When the Talbot was finally all straight again, I started to use it on the road. This was a bit tricky sometimes, especially in London, as with no clutch and a cold Wilson gearbox, it could need some outside help to fire up. Off to Guernsey for its first competitive event, The Val des Terres hill climb and a cup for fastest "visitor". While in Guernsey I met a girl named Trisha who must have been impressed as she is still around, and cadging a lift occasionally, as she did on the occasion of my first race at Goodwood. Returning to London in a rain storm, we did a fast 360° spin on the dual carriageway near Gatwick. Just a little too much right foot and I realised that using the old tyres which I got from Phi-Phi Etancelin - they were probably 15 years old by then - was not wise.

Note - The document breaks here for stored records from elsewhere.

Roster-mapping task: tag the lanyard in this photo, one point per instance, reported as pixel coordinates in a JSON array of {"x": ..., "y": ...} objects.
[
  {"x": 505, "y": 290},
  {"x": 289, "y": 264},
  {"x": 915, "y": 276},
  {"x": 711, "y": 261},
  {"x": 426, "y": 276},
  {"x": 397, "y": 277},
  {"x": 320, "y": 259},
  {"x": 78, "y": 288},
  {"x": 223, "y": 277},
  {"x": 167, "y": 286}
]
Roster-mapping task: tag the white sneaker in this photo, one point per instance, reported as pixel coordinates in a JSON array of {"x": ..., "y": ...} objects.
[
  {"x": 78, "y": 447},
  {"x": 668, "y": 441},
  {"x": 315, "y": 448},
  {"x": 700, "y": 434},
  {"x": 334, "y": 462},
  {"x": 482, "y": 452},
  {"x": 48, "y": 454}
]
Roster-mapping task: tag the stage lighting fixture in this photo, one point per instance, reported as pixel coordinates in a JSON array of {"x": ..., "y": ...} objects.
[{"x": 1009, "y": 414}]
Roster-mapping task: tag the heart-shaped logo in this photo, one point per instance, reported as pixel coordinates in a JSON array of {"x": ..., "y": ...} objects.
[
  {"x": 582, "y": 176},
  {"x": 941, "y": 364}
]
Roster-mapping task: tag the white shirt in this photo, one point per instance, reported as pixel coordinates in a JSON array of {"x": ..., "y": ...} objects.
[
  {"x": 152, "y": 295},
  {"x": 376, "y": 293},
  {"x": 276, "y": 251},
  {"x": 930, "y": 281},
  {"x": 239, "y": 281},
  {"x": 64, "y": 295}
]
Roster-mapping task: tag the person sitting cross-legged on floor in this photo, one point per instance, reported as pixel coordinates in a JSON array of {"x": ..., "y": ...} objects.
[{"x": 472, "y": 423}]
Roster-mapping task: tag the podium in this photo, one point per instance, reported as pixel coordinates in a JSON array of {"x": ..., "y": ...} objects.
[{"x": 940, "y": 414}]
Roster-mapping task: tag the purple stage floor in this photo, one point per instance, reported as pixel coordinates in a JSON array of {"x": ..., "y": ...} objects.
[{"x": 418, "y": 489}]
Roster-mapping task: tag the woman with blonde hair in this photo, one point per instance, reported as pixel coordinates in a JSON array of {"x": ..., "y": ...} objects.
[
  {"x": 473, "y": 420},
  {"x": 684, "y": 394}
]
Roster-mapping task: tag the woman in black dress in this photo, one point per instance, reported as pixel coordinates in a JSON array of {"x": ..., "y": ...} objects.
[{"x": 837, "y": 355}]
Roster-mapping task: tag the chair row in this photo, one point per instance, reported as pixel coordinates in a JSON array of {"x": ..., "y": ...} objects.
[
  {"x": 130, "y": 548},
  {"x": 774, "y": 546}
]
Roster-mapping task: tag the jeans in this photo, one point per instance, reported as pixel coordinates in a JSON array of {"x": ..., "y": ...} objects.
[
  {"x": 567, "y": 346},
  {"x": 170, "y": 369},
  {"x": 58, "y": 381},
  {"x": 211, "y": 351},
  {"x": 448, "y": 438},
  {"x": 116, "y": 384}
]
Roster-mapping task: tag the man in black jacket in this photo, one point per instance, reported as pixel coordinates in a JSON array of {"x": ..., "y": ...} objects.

By now I knew that the Talbot had started life as a cycle mudguard car and that these cars had been occasionally used stripped in G.P. races. Being a committed VSCC racer, I decided that being able to join the single-seater races was possible if I restored the car to original form.

Fortunately Motto had done little to alter the car, simply welding outriggers to the chassis to carry the wide body. This made my eventual re-body to original spec. fairly easy as all the screw holes for fitting the panels were still there, in the scuttle sub-frame, radiator etc. It was not really a re-bodying job, but just the panels - the undertrays, flooring and fuel tank were original. Peels of Kingston did the work for £54.

So, I had my single-seater, albeit a right hand drive car, what the French call a "monoplace décallée". Also, when I eventually made the missing cycle type mudguards, I had an authentic sports racer once driven by Fangio and Rosier at Le Mans. The Talbot has served me well since then as we have competed in over 200 races with few problem.